同じ採用サイトでも、職種によって雇用主が変わる
キャリア採用では、コンサルタント職とエキスパート職はベイカレント・コンサルティング、システムコンサルタント職とスペシャリスト職はベイカレント・テクノロジー、アカウントセールス職とリクルーター職はベイカレントの募集として分けられています。
| 採用法人 | 主な募集職種 | 応募前に切り分けること |
|---|---|---|
| ベイカレント・コンサルティング | コンサルタント、エキスパート | 戦略・業務・デジタルの課題解決で、企画から実行支援までのどこを担うか |
| ベイカレント・テクノロジー | システムコンサルタント、スペシャリスト | ITを使った課題解決で、構想・設計・実装・技術リードのどこを担うか |
| ベイカレント | アカウントセールス、リクルーター | 案件の創出や採用など、グループを動かす本社側の役割か |
「ベイカレントのコンサルタント」という呼び方だけでは、雇用主も成果物も決まりません。経営課題を上流から実行まで支える仕事と、アーキテクチャ設計や大規模プロジェクトの技術リードを担う仕事では、同じITテーマを扱っても評価される経験が異なります。

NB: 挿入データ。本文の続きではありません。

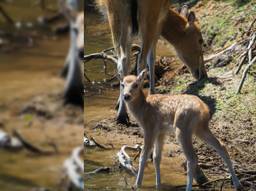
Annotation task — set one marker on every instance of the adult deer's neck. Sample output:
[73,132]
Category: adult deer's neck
[139,106]
[173,27]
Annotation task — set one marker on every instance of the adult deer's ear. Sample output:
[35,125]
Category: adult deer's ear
[118,76]
[184,11]
[191,17]
[142,75]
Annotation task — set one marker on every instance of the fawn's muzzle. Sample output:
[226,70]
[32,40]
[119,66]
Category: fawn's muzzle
[81,53]
[127,97]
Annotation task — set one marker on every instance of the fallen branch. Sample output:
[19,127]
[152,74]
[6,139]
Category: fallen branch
[245,74]
[8,142]
[32,148]
[93,143]
[125,160]
[6,16]
[74,170]
[99,170]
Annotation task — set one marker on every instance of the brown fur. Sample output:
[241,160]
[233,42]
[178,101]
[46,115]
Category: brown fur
[183,114]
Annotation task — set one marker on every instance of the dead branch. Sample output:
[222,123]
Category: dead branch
[109,55]
[245,74]
[228,49]
[76,157]
[30,147]
[73,174]
[99,170]
[100,145]
[6,16]
[125,160]
[8,142]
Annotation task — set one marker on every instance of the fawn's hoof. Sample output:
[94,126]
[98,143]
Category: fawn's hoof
[200,176]
[123,119]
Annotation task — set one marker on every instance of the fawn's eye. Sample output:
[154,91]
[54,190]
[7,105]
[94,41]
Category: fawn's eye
[135,86]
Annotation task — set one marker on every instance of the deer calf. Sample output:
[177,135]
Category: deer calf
[185,114]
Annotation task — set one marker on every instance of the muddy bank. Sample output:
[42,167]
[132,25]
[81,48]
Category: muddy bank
[233,116]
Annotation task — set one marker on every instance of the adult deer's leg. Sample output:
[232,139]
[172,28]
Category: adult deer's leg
[120,25]
[209,138]
[150,19]
[157,158]
[149,39]
[146,151]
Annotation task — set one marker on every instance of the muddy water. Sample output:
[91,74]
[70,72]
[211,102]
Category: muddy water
[101,106]
[29,73]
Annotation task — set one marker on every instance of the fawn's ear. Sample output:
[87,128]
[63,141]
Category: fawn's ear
[68,11]
[142,75]
[184,11]
[191,17]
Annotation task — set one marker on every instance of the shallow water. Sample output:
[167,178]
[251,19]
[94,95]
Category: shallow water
[98,107]
[27,73]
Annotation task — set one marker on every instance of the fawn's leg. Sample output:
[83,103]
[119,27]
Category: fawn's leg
[146,151]
[157,158]
[209,138]
[184,136]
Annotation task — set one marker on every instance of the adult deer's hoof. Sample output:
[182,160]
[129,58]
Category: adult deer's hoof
[123,119]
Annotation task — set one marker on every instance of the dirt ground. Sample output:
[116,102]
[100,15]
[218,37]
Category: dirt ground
[233,116]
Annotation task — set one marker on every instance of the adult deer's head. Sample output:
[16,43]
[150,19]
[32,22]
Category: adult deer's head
[188,41]
[132,86]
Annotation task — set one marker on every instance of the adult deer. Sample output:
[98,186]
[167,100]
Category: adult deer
[73,92]
[151,18]
[184,114]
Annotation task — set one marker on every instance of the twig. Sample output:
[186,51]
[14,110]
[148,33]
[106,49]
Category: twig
[6,16]
[29,146]
[125,160]
[73,170]
[99,170]
[245,74]
[250,28]
[99,145]
[213,181]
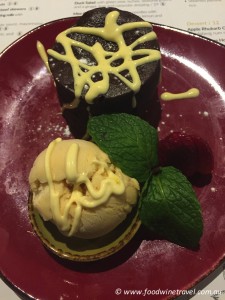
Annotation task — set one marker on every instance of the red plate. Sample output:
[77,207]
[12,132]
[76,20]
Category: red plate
[30,118]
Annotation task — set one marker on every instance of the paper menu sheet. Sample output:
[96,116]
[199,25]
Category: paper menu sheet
[204,17]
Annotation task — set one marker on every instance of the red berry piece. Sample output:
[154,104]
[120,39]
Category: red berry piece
[188,153]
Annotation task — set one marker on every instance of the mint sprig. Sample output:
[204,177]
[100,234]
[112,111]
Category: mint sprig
[130,142]
[170,208]
[168,205]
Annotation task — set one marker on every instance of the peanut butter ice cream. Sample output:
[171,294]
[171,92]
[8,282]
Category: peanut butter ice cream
[75,186]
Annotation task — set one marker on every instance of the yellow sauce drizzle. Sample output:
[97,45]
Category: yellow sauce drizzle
[84,73]
[192,93]
[43,54]
[111,184]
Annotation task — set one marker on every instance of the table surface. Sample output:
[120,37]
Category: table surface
[18,17]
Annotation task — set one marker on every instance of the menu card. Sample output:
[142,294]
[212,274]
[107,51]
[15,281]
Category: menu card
[204,17]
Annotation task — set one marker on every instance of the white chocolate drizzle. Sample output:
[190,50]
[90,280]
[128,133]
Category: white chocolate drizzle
[84,73]
[191,93]
[111,184]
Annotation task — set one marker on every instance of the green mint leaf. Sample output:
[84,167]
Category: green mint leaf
[130,142]
[169,207]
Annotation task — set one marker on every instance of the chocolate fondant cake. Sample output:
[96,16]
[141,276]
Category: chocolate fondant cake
[109,61]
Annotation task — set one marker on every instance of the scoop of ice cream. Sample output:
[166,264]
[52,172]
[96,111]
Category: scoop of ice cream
[76,186]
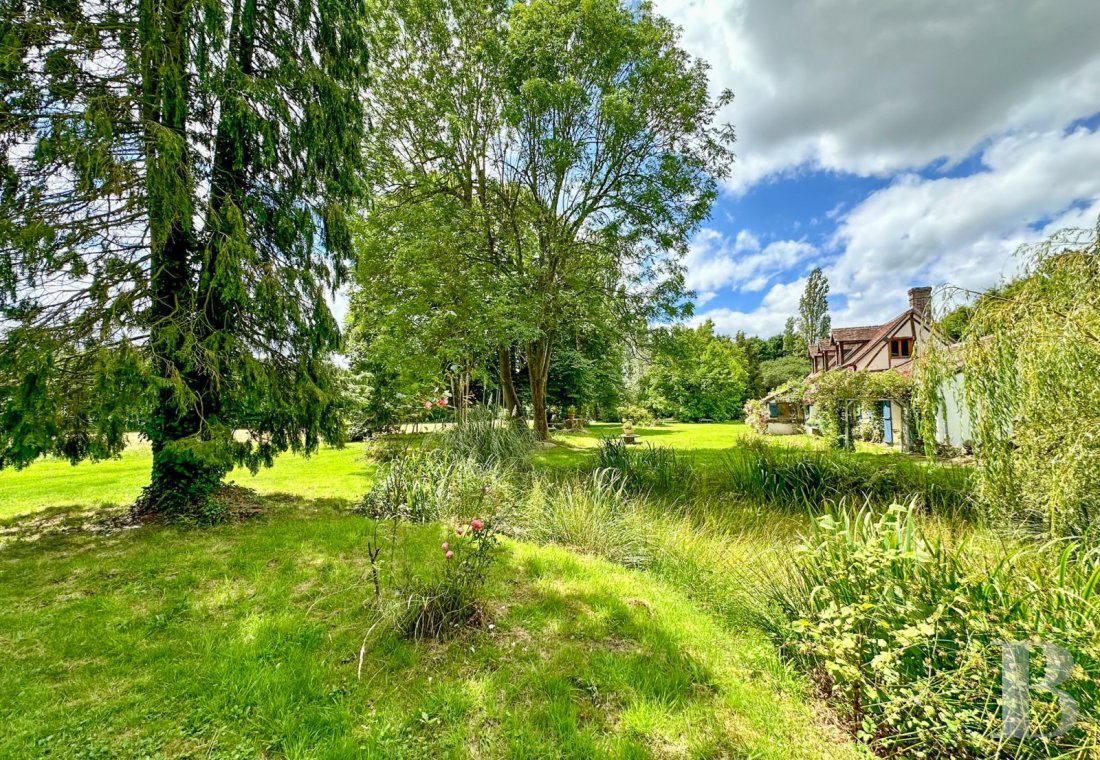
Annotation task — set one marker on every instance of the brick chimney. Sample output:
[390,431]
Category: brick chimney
[920,300]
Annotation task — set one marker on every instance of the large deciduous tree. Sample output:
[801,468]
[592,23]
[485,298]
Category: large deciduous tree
[694,374]
[175,177]
[574,147]
[814,322]
[1029,358]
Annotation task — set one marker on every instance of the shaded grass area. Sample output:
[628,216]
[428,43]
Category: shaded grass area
[242,641]
[706,443]
[331,473]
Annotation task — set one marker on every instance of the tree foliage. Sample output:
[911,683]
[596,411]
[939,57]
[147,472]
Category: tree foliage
[814,321]
[174,188]
[1029,360]
[694,374]
[553,157]
[777,372]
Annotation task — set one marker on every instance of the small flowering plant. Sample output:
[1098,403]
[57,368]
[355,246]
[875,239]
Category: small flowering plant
[470,554]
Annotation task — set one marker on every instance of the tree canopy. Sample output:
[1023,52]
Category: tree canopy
[553,157]
[1027,358]
[814,322]
[694,374]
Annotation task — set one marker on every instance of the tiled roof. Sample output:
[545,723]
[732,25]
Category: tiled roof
[880,336]
[862,333]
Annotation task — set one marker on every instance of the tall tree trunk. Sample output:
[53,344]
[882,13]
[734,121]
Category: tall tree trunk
[508,386]
[538,371]
[183,477]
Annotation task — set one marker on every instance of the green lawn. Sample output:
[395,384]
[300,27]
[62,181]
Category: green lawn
[705,442]
[242,641]
[330,473]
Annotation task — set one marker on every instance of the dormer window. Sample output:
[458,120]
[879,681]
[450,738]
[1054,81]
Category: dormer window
[901,348]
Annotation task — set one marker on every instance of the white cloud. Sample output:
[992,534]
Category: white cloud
[879,87]
[959,231]
[964,231]
[716,262]
[779,303]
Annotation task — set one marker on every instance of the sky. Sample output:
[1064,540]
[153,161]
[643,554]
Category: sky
[893,143]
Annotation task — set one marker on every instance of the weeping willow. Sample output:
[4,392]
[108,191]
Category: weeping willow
[174,184]
[1031,378]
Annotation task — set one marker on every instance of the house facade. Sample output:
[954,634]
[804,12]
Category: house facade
[875,348]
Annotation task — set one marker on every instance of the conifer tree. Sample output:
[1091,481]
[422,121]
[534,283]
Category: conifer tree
[175,177]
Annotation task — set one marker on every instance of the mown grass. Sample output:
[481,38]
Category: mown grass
[329,473]
[242,641]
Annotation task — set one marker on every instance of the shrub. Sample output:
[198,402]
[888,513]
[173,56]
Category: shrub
[487,440]
[594,515]
[795,477]
[636,414]
[648,467]
[903,635]
[757,415]
[441,607]
[425,485]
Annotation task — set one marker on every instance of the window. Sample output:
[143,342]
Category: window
[901,348]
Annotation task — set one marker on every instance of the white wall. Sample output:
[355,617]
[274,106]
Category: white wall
[953,422]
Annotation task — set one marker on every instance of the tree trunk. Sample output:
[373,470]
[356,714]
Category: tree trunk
[508,387]
[538,370]
[183,475]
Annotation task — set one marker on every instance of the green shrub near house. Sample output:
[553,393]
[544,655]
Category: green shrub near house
[904,634]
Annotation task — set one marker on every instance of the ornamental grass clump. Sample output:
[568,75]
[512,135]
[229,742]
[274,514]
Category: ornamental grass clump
[647,469]
[799,478]
[903,635]
[595,515]
[425,485]
[487,440]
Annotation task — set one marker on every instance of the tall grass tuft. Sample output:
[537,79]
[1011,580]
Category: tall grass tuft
[594,515]
[647,469]
[903,632]
[488,440]
[429,484]
[807,480]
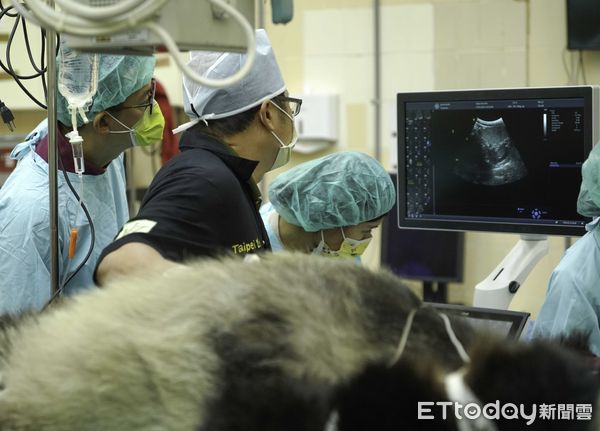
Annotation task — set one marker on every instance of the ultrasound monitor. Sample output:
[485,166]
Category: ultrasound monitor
[500,160]
[417,254]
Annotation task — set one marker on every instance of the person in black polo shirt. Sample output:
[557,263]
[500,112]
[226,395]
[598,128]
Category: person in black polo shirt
[204,201]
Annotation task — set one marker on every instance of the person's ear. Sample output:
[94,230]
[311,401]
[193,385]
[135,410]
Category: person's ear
[100,123]
[266,115]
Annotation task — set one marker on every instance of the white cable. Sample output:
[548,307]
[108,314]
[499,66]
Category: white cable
[63,22]
[99,13]
[454,339]
[187,71]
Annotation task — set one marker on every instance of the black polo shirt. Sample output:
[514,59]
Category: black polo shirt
[202,202]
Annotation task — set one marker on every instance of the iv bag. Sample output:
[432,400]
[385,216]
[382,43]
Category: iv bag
[77,80]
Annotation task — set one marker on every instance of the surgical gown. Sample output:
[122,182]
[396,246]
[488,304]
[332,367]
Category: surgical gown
[25,233]
[573,299]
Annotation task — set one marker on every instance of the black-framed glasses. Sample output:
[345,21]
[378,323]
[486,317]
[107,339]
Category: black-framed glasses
[150,103]
[294,104]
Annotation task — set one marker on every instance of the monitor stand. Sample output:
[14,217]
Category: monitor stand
[435,291]
[498,289]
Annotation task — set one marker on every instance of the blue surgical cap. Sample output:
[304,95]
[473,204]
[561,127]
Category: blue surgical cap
[341,189]
[588,202]
[262,82]
[119,76]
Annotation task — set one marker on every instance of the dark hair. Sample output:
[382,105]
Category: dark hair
[237,123]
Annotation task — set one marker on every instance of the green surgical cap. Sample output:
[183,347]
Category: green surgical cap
[338,190]
[588,202]
[119,76]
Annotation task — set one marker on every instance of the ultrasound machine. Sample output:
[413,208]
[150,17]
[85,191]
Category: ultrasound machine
[496,160]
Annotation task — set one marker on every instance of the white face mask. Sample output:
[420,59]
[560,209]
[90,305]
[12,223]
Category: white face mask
[349,248]
[283,155]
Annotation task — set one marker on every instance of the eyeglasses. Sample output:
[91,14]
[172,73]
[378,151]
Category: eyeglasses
[294,105]
[150,103]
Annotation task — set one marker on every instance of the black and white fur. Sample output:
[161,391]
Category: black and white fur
[218,345]
[386,398]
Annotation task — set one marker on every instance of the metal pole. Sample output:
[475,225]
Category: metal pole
[377,71]
[52,156]
[261,15]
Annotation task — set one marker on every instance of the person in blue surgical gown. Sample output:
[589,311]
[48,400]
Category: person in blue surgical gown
[572,303]
[122,114]
[328,206]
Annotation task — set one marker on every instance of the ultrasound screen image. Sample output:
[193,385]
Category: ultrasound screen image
[495,160]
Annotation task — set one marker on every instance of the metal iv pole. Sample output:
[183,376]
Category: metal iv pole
[52,156]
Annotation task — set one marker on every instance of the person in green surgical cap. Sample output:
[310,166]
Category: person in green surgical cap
[328,206]
[122,113]
[572,304]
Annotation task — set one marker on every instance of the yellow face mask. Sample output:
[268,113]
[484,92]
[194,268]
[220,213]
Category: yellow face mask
[148,130]
[350,248]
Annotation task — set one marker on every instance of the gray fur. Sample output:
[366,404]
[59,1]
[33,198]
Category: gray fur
[190,349]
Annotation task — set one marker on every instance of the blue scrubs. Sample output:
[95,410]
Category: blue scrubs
[573,299]
[25,231]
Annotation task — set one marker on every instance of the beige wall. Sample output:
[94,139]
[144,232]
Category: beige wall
[426,45]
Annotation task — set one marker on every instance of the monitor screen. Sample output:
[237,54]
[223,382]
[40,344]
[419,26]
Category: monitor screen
[417,254]
[505,323]
[499,160]
[583,24]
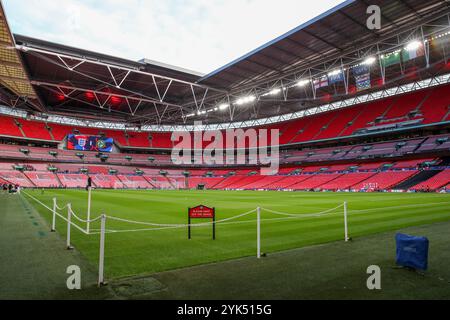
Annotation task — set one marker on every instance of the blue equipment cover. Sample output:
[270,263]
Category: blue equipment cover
[412,251]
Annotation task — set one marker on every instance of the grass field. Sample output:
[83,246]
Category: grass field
[148,252]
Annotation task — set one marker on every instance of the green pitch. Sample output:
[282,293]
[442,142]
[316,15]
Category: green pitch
[136,252]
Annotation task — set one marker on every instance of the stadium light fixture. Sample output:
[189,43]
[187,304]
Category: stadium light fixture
[302,83]
[369,61]
[245,100]
[274,92]
[413,45]
[334,72]
[223,106]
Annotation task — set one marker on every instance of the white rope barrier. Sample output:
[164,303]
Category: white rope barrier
[179,226]
[55,213]
[82,220]
[299,215]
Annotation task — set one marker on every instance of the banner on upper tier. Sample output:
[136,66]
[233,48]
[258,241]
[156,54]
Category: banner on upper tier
[89,143]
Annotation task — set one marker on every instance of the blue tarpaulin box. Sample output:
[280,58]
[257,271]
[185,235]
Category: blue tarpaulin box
[412,251]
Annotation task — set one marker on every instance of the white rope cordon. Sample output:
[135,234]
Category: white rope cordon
[82,220]
[175,226]
[59,215]
[63,208]
[299,215]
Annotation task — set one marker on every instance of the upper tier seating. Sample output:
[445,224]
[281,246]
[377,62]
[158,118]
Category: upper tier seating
[16,177]
[438,181]
[35,130]
[429,106]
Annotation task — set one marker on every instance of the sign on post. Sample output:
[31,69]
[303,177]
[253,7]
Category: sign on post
[202,212]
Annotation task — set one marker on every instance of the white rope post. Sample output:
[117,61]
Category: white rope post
[69,223]
[258,232]
[88,224]
[54,216]
[346,221]
[101,263]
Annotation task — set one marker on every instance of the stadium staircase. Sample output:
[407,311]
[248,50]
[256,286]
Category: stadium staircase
[417,179]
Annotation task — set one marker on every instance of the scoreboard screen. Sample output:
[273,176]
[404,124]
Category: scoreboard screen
[89,143]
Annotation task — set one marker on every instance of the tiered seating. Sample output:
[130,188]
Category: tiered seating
[340,123]
[35,130]
[410,163]
[161,182]
[287,182]
[436,107]
[43,180]
[139,140]
[315,181]
[9,128]
[209,183]
[369,112]
[403,106]
[73,180]
[107,181]
[265,183]
[347,181]
[385,180]
[134,182]
[243,183]
[16,177]
[438,181]
[161,140]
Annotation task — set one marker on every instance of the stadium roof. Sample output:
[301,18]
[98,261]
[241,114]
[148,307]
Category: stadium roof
[332,34]
[262,84]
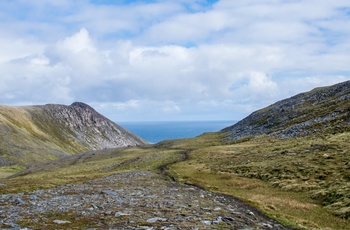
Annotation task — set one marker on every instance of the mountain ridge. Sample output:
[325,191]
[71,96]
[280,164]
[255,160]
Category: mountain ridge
[302,114]
[38,133]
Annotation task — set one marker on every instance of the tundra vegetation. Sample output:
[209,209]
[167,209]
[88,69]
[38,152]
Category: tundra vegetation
[295,168]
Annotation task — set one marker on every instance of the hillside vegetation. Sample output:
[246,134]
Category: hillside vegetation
[36,134]
[293,165]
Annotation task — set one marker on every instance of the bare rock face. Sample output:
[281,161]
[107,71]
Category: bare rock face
[35,134]
[86,125]
[303,114]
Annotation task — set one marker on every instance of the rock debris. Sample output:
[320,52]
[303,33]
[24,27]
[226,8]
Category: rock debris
[128,200]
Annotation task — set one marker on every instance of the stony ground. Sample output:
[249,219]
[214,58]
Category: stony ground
[128,200]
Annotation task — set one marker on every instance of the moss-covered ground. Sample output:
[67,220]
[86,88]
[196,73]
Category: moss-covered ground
[302,182]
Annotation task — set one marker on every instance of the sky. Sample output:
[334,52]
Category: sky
[164,60]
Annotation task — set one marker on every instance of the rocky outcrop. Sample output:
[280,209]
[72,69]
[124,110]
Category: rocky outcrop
[85,125]
[36,134]
[303,114]
[129,200]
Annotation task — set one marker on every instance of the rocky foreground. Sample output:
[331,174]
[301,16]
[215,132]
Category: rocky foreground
[128,200]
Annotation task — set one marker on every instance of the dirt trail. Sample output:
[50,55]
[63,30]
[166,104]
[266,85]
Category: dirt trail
[128,200]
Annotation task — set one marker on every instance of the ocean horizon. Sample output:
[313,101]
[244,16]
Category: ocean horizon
[157,131]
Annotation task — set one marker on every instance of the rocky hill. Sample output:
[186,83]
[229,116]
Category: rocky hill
[35,134]
[303,114]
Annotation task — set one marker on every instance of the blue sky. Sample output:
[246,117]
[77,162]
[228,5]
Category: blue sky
[170,60]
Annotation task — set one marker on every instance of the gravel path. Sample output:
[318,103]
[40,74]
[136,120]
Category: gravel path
[128,200]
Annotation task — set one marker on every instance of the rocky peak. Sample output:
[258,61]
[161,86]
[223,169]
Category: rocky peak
[94,129]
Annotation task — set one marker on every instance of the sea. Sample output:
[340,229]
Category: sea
[157,131]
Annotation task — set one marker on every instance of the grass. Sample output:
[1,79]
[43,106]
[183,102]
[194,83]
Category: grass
[301,182]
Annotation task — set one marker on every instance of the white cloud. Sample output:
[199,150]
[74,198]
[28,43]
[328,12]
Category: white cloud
[172,60]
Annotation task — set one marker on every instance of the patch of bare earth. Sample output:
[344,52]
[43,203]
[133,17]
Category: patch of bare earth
[129,200]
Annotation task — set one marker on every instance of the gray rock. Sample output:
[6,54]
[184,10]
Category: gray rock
[19,201]
[156,219]
[61,222]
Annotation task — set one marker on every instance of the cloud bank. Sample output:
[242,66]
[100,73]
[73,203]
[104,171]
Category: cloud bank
[171,60]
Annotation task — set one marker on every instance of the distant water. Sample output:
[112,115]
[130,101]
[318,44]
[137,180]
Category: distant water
[156,131]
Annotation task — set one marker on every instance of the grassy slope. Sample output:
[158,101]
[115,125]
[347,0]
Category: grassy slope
[289,180]
[20,127]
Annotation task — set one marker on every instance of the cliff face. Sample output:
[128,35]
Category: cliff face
[34,134]
[303,114]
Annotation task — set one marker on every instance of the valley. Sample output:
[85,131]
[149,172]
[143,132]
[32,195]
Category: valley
[293,169]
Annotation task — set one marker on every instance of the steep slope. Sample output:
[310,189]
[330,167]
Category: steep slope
[303,114]
[35,134]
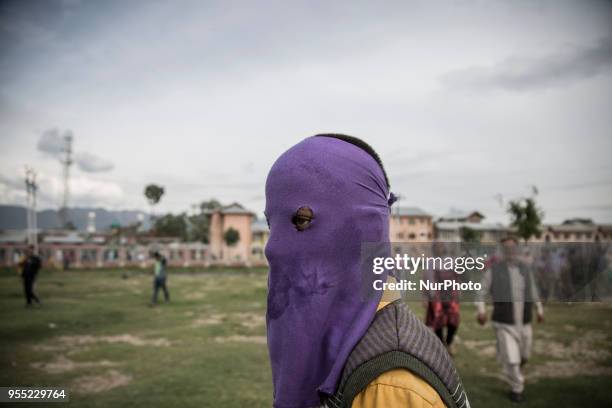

開発経験を生かして技術判断を持ちたい人は、テクノロジー側の募集で、要件定義だけでなく設計・構築・導入のどこまでを自分が担えるかを面接で確かめます。事業企画や業務改革から入りたい人は、コンサルティング側の募集で、提案後の実行支援まで担当するかを比べると候補を絞れます。
応募条件は、共通部分と職種ごとの差を分けて読みます。どちらも4年制大学以上を卒業し、日本語をビジネスレベルで使えることが前提です。そのうえで、コンサルタント職は社会人経験3年以上、スペシャリスト職は社会人経験5年以上に加え、3年以上のシステムエンジニアリング経験と特定技術分野の高度な知見が求められます。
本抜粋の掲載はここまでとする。